Meski masih masuk dalam daftar tiga partai besar, PDIP tetap menjadi oposisi pada dua kali pemerintahan SBY. Banyak kader PDIP yang menjadi kepala daerah menentang kebijakan yang dikeluarkan pemerintah SBY. Perwakilan PDIP di parlemen pun sering mengkritisi dan menolak kebijakan SBY.
Setelah 10 tahun menjadi oposisi di era pemerintahan SBY, PDIP kembali bebenah. Mereka pun berhasil kembali berkuasa dengan kemenangan di parlemen dan calon presiden yang diusungnya, yakni Joko Widodo (Jokowi). PDIP mampu membayar kekalahannya dengan berkuasa 10 tahun di masa pemerintahan Jokowi.
Pada pemilu 2024, Jokowi yang dari awal menjadi kepala daerah hingga menjadi presiden diusung oleh PDIP menyatakan keluar dari partai tersebut. Namun, pengaruhnya masih cukup kuat untuk mendulang suara.
Makanya, Prabowo yang sudah tiga kali pilpres selalu kalah, kali ini berpeluang menang, salah satu faktornya karena menggaet putra Jokowi, Gibran Rakabuming Raka sebagai pasangannya.

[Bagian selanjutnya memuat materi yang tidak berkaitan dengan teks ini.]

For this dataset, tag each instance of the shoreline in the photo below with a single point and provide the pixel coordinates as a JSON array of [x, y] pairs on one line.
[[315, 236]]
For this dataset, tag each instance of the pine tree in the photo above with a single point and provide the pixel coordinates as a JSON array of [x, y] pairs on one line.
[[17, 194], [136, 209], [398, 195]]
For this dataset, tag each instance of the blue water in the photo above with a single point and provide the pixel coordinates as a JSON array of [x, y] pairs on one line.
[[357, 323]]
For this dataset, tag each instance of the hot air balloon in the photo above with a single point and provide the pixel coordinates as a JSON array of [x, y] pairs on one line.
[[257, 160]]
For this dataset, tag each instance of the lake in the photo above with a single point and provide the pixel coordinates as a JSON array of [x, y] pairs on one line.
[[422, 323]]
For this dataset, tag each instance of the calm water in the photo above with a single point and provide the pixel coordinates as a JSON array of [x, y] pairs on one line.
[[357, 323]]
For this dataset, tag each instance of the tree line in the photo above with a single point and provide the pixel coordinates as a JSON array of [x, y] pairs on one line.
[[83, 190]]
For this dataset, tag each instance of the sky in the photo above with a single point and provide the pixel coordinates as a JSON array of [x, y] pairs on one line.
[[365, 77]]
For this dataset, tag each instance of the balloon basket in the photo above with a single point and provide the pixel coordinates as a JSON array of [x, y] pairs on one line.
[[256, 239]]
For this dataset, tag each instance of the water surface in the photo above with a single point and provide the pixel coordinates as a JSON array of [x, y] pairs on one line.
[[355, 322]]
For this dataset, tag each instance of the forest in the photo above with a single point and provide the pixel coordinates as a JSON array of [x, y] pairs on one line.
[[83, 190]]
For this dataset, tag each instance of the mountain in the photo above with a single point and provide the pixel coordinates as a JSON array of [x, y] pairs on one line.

Kekalahan Ganjar-Mahfud mungkin bisa membuat PDIP memutuskan untuk kembali menjadi oposisi.
Namun, saat ini kondisinya berbeda. Sebelumnya, PDIP menjadi oposisi karena kekalahan di legislatif dan eksekutif. Kini, PDIP berpeluang menang di parlemen, tapi calon presiden yang diusungnya kalah. Dengan kondisi apakah PDIP akan kembali menjadi oposisi?